The lack of sound made his heart hurt. Unshed tears collected, pooling behind his eyes, threatening to overflow. He kept walking, putting more concentration into each step than was necessary, hoping that would keep the tears at bay.

Walking the halls aimlessly, searching for signs of life from a place that had just had its heart ripped out, he turned a corner, and stopped. The layout room. How long ago had that been? A year? Two? He was taken aback at the melding of days, cases, dead bodies. The guilty, the innocent. How long ago had it been when he walked into the layout room to find Nick standing there, the bits and pieces of someone's life laid out before him. Who had the victim been? A librarian? No, that wasn't right, but it was close.

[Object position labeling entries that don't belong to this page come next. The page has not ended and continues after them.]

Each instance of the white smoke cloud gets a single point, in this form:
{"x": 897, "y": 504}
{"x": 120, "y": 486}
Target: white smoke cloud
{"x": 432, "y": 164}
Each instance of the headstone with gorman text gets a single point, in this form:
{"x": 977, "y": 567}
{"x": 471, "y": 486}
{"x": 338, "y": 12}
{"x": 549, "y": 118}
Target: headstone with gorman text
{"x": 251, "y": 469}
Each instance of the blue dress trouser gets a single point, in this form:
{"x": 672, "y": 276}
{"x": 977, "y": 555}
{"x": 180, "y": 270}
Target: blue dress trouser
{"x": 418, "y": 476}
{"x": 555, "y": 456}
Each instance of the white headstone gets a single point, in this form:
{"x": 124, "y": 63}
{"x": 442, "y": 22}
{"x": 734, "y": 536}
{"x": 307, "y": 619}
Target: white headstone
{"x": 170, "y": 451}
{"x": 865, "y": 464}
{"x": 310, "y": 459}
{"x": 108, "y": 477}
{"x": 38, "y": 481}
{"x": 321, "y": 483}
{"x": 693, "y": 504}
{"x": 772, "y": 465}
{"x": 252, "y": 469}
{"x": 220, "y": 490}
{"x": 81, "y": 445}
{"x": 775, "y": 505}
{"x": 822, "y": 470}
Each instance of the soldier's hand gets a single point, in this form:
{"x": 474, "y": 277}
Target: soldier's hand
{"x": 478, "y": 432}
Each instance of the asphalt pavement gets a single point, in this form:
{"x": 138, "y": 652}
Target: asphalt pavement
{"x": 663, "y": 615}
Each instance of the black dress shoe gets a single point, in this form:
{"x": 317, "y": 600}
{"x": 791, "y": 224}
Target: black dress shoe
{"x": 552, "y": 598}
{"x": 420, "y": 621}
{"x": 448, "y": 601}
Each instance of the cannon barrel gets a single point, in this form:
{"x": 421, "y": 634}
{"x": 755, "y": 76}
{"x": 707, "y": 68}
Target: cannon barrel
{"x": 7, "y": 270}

What had they discussed? Doc stared at the floor, taping the fingertips of one hand against his forehead, as if trying to dislodge the memory. Chemicals. That's what they'd talked about. Chemicals, and the table, the table that lit up from underneath. He'd been impressed with the table.

Doc's heart sank, his stomach squelched, his breath caught in his throat. He'd had Nick; good hearted, gentle of soul Nick, right there in front of him, and he'd been interested in a damn table. Had he ever told Nick what a good guy he was? The fingertips on his forehead moved down, rubbed his eyes, his back falling against the frame of the open door, and he swallowed away the acid blend of shame and tears.